Türkiye ne zaman müstakil düşünüp bağımsız adımlar atmak istemişse Büyük Şeytan'ın hışmına uğramış ve yaptırımlarına maruz kalmıştır. 1960, 80 ve 28 Şubat darbeleri bunun en somut örnekleridir. Dönemin iktidarları ABD'nin istediği politikaları güttüklerinde ABD onları dost(!) ve müttefik(!) olarak anmıştır. Ancak müstakil düşünüp ülke içi yatırımlara başladıklarında Büyük Şeytan'ın soğuk yüzü ile tanışıp darbelere maruz kaldıkları hepimizin malumudur.
Son 10 yıldır Türkiye'nin yatırımlara ağırlık vermesi, iç ve dış politikada bağımsız adımlar atmak istemesi üzerine tekrar büyük şeytanı hareketlendirdi. Önce gezi zekâlılarla bir iç savaş hamlesini yaptı, olmayınca 15 Temmuz ile denedi o da olmayınca şimdi doğrudan müdahale ederek ekonomik darbe ile Türkiye'yi hizaya getirmeye çalışıyor.

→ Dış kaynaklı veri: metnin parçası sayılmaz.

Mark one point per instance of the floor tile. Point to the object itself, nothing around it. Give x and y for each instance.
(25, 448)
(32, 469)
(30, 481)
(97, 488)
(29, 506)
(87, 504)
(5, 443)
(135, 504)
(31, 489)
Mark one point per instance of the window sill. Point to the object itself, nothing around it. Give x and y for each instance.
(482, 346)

Başta şu hususu belirtelim, Devlet eliyle yapılan münkeratlardan- 28 Şubat mağdurlarına, eğitim modelinden- devam eden adaletsizliklere kadar birçok alanda Sayın Cumhurbaşkanı ve iktidarı eleştiririz. Ancak büyük şeytana karşı mütekabiliyet esasına göre misillemede bulunmaları ve dik duruşları takdire şayandır ancak yine yeterli değildir.
Mademki Büyük Şeytan gerçek yüzünü göstermiş ve Türkiye'yi doğrudan hedef almış o halde hala “stratejik müttefik” vb safsatalarla edebiyat yapmanın bir anlamı yoktur. İncirlik Üssü'nü Conilere kapatıp, rahip kılıklı ajanı da derhal yüksek güvenlikli bir cezaevine göndermek gerekir.

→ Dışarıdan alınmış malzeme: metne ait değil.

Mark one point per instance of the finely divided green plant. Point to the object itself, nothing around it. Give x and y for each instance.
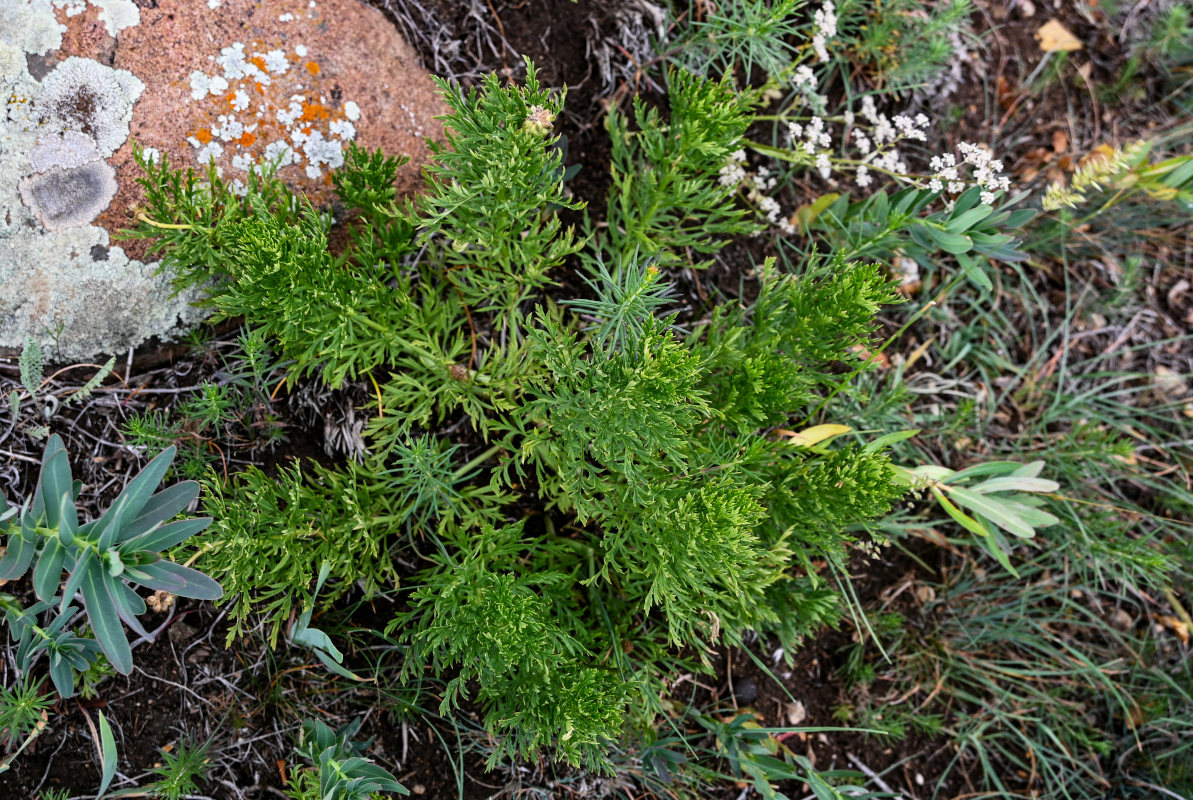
(272, 535)
(667, 198)
(180, 771)
(23, 715)
(632, 501)
(102, 559)
(339, 769)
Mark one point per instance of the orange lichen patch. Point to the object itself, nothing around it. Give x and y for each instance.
(314, 111)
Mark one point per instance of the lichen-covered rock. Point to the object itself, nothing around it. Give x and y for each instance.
(69, 198)
(241, 82)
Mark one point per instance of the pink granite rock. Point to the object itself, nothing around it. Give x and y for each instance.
(236, 81)
(243, 81)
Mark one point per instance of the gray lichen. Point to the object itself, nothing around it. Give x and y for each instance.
(63, 283)
(88, 98)
(72, 149)
(69, 198)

Elbette bu radikal kararlar alındığında Büyük Şeytan'ın kırmızı başlı Başkanı kuduracak ve daha farklı yaptırımlara başvuracaktır. Buna rağmen Türkiye dik duruşunu muhafaza ettiği takdirde uzun sürede kârlı çıkacak ve Doğu bloğunun lokomotifi haline gelecektir.
Kaldı ki şimdiden birçok ülke, özellikle bazı Müslüman ülkeler Türkiye'ye tam destek vermiş durumdadırlar.

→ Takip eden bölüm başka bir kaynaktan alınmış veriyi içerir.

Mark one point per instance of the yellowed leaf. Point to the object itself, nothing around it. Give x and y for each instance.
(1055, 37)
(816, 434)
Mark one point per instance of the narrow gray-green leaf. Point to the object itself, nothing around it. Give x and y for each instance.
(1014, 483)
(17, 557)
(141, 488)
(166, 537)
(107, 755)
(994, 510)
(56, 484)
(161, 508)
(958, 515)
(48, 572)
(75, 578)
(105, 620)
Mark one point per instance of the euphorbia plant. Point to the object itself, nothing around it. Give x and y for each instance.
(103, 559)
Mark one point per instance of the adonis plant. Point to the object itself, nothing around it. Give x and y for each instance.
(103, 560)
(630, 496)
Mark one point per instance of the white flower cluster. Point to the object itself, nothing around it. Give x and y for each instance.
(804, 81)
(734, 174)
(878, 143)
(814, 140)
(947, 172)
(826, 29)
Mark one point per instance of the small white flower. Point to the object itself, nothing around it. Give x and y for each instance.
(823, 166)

Pakistan Dışişleri Bakanlığı, ABD'nin Türkiye'ye karşı aldığı yaptırım kararına karşı “Pakistan halkı ve hükümeti, Türkiye'nin barış ve refah arayışına güçlü desteğini bir kez daha yineler ve bu ortak hedeflere ulaşma yolunda her zamanki gibi yanında olacaktır.” Şeklinde açıklamalar yaptı.
İran Dışişleri Bakanlığı, ABD'nin Türkiye aleyhinde izlediği politika karşısında Türkiye'nin yanında olduklarını ve Türkiye için her türlü desteğe hazır oldukları açıklamasında bulundu.
Katar Emiri El Sani, Türkiye'nin yanında olduklarını ve 15 milyar dolar doğrudan yatırım yapacaklarını bildirdi.
Büyük Şeytan'a karşı verilen bu desteği Türkiye fırsata çevirmelidir. ABD'ye karşı Müslüman ülkelerle ittifak kurup yeni bir stratejik hamle yapmalıdır. Yoksa süreç içerisinde ciddi tehlikelerle karşı karşıya kalabilir.
Kısacası Türkiye, ya Müslüman ülkeler ile dayanışma içinde olup CESARETle ortak adım atacak ya da ABD'nin müstemlekesi olarak ESARETe razı olacak. Unutulmamalıdır ki CESARET ile ESARET arasında bir harflik fark vardır. Bu fark toplumların kaderini belirler.